Don't cover the tails with sauce. See the picture below for a more visualised explanation.
GRAB your chef's knife and cutting board and finely chop up a small handful of peanuts. SLICE 6 sheets of spring roll pastry in half sideways. We're going to roll the shrimp into a firecracker, or at least; it kind of resembles one.
To do this, place a sheet of spring roll pastry with the longest side on the right. PLACE a shrimp onto the pastry sheet, but don't include the tail. ADD a basil leaf on top and divide a tiny amount of chopped peanuts on the top side.

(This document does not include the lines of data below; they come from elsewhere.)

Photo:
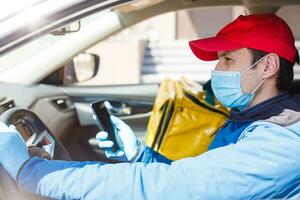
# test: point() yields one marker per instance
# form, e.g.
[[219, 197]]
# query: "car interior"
[[49, 113]]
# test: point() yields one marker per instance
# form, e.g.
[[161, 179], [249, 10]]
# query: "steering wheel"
[[39, 140]]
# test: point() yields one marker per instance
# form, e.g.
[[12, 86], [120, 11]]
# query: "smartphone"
[[104, 122]]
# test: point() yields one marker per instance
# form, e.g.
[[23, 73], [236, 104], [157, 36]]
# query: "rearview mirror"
[[70, 28], [82, 68]]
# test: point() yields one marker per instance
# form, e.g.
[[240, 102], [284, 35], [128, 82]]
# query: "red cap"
[[265, 32]]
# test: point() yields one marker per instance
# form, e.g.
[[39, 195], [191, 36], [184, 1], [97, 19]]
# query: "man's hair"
[[286, 72]]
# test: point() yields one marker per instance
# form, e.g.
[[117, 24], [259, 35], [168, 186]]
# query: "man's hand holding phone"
[[129, 145]]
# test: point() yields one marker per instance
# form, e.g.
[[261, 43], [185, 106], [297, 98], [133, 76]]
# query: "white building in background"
[[158, 47]]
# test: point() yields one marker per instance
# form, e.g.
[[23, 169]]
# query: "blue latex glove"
[[13, 151], [127, 141]]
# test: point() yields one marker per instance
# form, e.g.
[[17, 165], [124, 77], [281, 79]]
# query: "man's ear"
[[272, 65]]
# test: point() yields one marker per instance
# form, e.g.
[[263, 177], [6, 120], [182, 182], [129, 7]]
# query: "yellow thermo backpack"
[[184, 119]]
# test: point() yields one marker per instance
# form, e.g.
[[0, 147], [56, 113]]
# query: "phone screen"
[[104, 122]]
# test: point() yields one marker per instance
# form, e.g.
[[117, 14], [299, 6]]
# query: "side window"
[[152, 50]]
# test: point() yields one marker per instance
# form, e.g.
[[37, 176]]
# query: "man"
[[254, 156]]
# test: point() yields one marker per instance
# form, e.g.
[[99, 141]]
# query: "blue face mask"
[[228, 89]]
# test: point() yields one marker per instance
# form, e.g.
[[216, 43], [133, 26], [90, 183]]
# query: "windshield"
[[10, 8], [32, 48]]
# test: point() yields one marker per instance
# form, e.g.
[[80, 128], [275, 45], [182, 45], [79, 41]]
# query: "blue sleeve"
[[148, 155], [265, 163]]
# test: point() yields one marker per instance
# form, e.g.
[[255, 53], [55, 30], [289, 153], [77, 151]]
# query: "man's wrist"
[[139, 149]]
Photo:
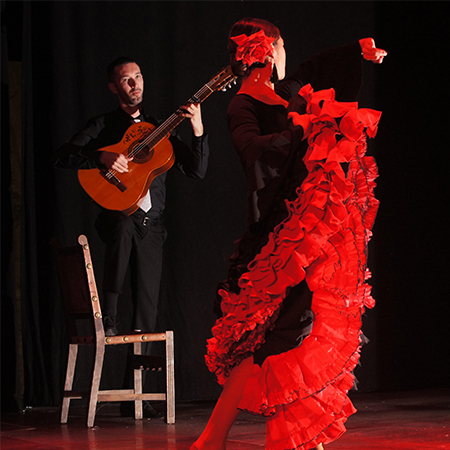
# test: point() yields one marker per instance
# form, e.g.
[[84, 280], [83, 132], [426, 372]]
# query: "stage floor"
[[405, 420]]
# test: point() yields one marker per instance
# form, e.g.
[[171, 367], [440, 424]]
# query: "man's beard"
[[135, 99]]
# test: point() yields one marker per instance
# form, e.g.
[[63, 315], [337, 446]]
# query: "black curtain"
[[63, 49]]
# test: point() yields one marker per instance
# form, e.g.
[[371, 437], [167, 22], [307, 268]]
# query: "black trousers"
[[134, 240]]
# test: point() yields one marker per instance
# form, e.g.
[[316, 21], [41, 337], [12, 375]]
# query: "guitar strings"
[[159, 133]]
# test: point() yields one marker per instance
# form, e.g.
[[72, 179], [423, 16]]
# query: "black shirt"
[[83, 150]]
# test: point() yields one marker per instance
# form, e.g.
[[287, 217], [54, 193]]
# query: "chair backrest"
[[74, 286]]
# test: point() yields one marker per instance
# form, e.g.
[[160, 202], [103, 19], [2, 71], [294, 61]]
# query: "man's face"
[[128, 84]]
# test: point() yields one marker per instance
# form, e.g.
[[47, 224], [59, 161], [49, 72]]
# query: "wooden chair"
[[79, 292]]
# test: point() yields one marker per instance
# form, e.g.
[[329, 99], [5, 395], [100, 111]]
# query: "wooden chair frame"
[[101, 341]]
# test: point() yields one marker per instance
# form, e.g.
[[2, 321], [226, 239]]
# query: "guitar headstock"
[[222, 80]]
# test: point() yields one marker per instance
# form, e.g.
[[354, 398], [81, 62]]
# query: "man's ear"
[[113, 88]]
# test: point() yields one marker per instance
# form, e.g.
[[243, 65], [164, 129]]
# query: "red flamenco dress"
[[324, 239]]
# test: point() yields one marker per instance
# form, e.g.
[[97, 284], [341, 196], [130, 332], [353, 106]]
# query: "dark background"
[[61, 50]]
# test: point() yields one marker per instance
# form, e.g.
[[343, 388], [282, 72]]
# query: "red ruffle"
[[304, 391]]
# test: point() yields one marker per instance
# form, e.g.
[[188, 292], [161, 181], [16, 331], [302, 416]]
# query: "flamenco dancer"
[[289, 332]]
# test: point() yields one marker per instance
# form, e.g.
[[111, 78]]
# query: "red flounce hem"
[[324, 239]]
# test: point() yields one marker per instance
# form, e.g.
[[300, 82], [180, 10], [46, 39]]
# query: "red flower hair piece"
[[253, 48]]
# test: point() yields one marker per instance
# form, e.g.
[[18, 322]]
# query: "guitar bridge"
[[112, 179]]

See the picture below for a more visual explanation:
Now, simply roll up the pasty (from the bottom) about halfway. Fold the left part inwards and roll up until 90%. DIP your finger in the cornstarch and wet the upper part of the pastry dough.
Finish up the Thai firecracker shrimp by rolling it up for the full length. The water and cornstarch function as a type of (edible) glue. REPEAT this step for the remaining 11 firecracker shrimps.
The ones already prepared are best kept under a dry and clean kitchen towel. Make sure to do this otherwise, the pastry will dry out.
NOW for the easiest part: frying the Thai firecracker shrimp. HEAT up the vegetable oil in a large pan. You can see if the oil is hot enough by adding a small piece of paper kitchen towel to the oil.
The oil is hot enough if bubbles form around the paper, if not; wait a few minutes before testing again. Don't leave the paper towel in the hot oil, obviously. The Thai firecracker shrimp only need a minute or 4-5 in the hot oil.
ADD about 6 of them at the same time. REMOVE from the oil and place it onto a cooling rack to get rid of excess oil. Enjoy!